Griffiths had been speaking of music and musicians, but at the moment he read those words aloud, at Music & Literature’s fifth-anniversary celebration at The Center for Fiction, he could have also been describing the extraordinary ambiance of the room and the evening’s program. Griffiths’ stentorian presence underscored his centrality to the night’s schedule, even as his dual love of the calliopean and euterpean arts allowed the evening’s performances to allude to the magazine’s previous five years. In a subtle nod to the magazine’s second issue, on the Hungarian artists László Krasznahorkai and Béla Tarr, pieces by the two Hungarian composers György Kurtág and György Ligeti were performed on violin—the former’s Tomas Blum in Memoriam interleaved between Bach, as an overture of sorts to the evening, the latter's early, nostalgic violin duet Baladă și joc performed by Jacob Ashworth and Emily Daggett Smith on the heels of Griffith’s memorial text for the composer.

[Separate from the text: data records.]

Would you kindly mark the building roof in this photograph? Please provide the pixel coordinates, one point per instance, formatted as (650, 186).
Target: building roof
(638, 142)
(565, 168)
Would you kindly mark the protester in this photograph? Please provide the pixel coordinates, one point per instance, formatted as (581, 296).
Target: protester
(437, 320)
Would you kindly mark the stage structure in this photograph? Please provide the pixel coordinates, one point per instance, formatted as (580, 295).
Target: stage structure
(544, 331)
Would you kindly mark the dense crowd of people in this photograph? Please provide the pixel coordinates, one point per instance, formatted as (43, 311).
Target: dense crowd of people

Lee Dionne introduces Unsuk Chin prior to performing her Etudes

Lee Dionne introduces Unsuk Chin prior to performing her Etudes

At the center of the evening was a thoughtful conversation between Griffiths and longtime Music & Literature ally Jeremy M. Davies, as well as an extended sequence of readings that included selections from Griffiths’ The Tilted Cup as well as from his constrained-writing narratives they come to me and let me tell you, the latter a story of Shakespeare’s Ophelia told only through the 483 words she was granted in Shakespeare’s Hamlet. To hear Griffiths sound his words was to fully comprehend how his careful precision barely constrained the sheer passion and energy of the stories he told.

And even as the evening centered on Music & Literature’s seventh issue, it looked backwards, nostalgically, by pairing Griffiths’ “I went to the house but did not enter” with Kaija Saariaho’s Nocturne for solo violin. The nocturne had memorably been performed as part of an earlier Music & Literature New York event, this one launching its fifth issue, featuring Kaija Saariaho’s work, in a bravura performance by Saariaho’s own daughter. Those attending this evening's program were also treated to a look forward with an energetic piano performance by Lee Dionne of two of Unsuk Chin’s madcap Etudes, auguring 2017’s publication of a new issue featuring the work of Chin as well as French writer Éric Chevillard and saxophonist-composer Mark Turner.

It was an intimate evening that revealed just how thoroughly Music & Literature has carved out a beautiful, memorable aesthetic, and how it promises to enthrall even more readers and listeners in its next five years.